Um cientista sul-africano duvida da aplicação prática da vacina contra o vírus da febre hemorrágica ébola, desenvolvida por cientistas norte americanos, cuja descoberta vem publicada na edição de hoje da revista «Nature».
Um cientista sul-africano duvida da aplicação prática da vacina contra o vírus causador da febre hemorrágica ébola, desenvolvida por cientistas norte-americanos, cuja descoberta vem publicada na edição de hoje da revista «Nature».

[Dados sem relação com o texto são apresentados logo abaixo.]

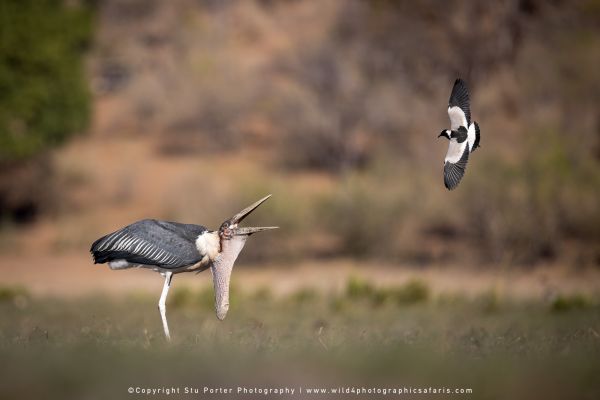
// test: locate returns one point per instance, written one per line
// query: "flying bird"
(171, 248)
(463, 135)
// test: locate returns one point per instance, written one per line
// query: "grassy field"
(96, 347)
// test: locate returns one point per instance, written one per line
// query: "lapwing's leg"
(162, 301)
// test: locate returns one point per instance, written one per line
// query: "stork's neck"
(208, 245)
(221, 270)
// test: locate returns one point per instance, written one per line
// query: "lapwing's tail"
(476, 144)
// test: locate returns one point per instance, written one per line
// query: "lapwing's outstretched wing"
(150, 242)
(455, 163)
(459, 110)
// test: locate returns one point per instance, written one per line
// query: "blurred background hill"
(187, 110)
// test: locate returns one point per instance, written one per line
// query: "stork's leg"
(162, 301)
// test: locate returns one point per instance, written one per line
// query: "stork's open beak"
(239, 217)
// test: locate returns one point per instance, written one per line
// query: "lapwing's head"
(445, 133)
(230, 229)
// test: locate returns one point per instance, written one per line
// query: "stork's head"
(232, 239)
(229, 229)
(445, 133)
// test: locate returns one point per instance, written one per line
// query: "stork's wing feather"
(454, 171)
(459, 109)
(150, 242)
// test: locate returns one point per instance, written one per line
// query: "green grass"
(96, 347)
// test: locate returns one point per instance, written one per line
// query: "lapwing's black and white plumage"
(171, 248)
(463, 135)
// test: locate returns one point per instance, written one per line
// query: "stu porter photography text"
(287, 391)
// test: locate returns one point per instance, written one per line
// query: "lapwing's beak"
(239, 217)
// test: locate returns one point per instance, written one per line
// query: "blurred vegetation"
(337, 118)
(523, 351)
(44, 96)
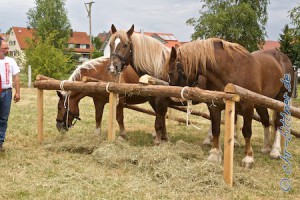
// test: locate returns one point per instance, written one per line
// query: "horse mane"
(202, 52)
(149, 54)
(89, 64)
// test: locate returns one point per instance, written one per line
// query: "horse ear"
(113, 29)
(130, 32)
(59, 94)
(173, 53)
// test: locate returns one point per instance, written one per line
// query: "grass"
(83, 165)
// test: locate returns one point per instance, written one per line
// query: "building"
(168, 39)
(78, 41)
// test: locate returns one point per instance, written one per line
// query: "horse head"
(120, 49)
(68, 110)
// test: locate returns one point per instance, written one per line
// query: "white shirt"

Segundo Robert Swanepoel, do Instituto de Virologia sul-africano (NIV), apesar do êxito obtido nos testes à vacina em macacos, a sua aplicação em seres humanos vai apresentar «enormes problemas», um vez que o custo da sua produção é «milionário» e a possibilidade de ser utilizada reduzida.
A vacina foi desenvolvida por uma equipa coordenada por Gary J. Nabel, do Instituto Nacional da Saúde de Bethesda, Maryland, e é o primeiro teste em primatas a conseguir uma resposta eficaz do sistema imunitário contra o ébola.
Testes em sub-tipo do vírus
Os médicos trabalharam com o sub-tipo do vírus identificado no Zaire, considerado o mais mortal das quatro estirpes conhecidas (Ebola-Zaire, Ebola-Sudão, Ebola Costa do Marfim e Ebola-Reston).
Swanepoel, que acaba de regressar do Uganda onde colaborou no controlo de um surto de ébola que matou mais de 150 pessoas desde meados de Outubro, considera que quem produzir a vacina terá de fazê-lo por «caridade», uma vez que não poderá recuperar os custos através de «vendas contínuas».
«Esta doença pode desaparecer durante os próximos vinte anos antes de ressurgir», disse o cientista, levantando a questão da utilização da vacina entretanto.
Ainda que tenham uma incidência mortal muito elevada, assinalou o biólogo, os surtos de ébola desaparecem rapidamente devido a esta característica.
Mutação do vírus é problema para vacina
Como coordenador da unidade especial de patógeneos do NIV, Swanepoel sublinhou outro problema que enfrenta a vacina e que se relaciona com a mutação que o vírus do ébola apresenta nos distintos surtos registados, desde há 26 anos, em vários países da região equatorial africana.
«A próxima vez que o vírus aparecer será outra estirpe e mesmo quando se produzir uma vacina contra todas as variantes conhecidas, a última a aparecer será de um tipo distinto e a inoculação provavelmente não resultará em imunização», continuou o investigador.
Ressalvou ainda que a viabilidade económica de uma vacina contra o ébola não pode ser comparada à de outras destinadas à erradicação da varíola, poliomielite ou sarampo, cujas constantes epidemias em todo o mundo vão permitir que os laboratórios produzam centenas de milhões de doses a um preço acessível.
Descobrir origem, eis a questão
Apesar de reconhecer o mérito de tentar combater a doença com uma vacina, Swanepoel e a sua equipa apostam na erradicação do ébola através da descoberta da origem do vírus e do animal que o hospeda entre um surto e outro.
Experiências de laboratório efectuadas em determinadas espécies de morcegos mostraram que estes animais não morrem mesmo depois de terem sido infectados pelo ébola, o que levanta algumas hipóteses mas não confirma se é este o reservatório natural do vírus.
A febre hemorrágica de ébola recebeu a sua denominação devido ao nome de um rio no noroeste da República Democrática do Congo (ex-Zaire), onde foi detectado pela primeira vez em 1976, causando a morte de 270 pessoas.
A doença, que com a epidemia no Uganda já causou mais de mil mortos, foi, desde então, identificada periodicamente em vários países da zona tropical africana, como Costa do Marfim, Gabão, sudoeste do Sudão e no Quénia.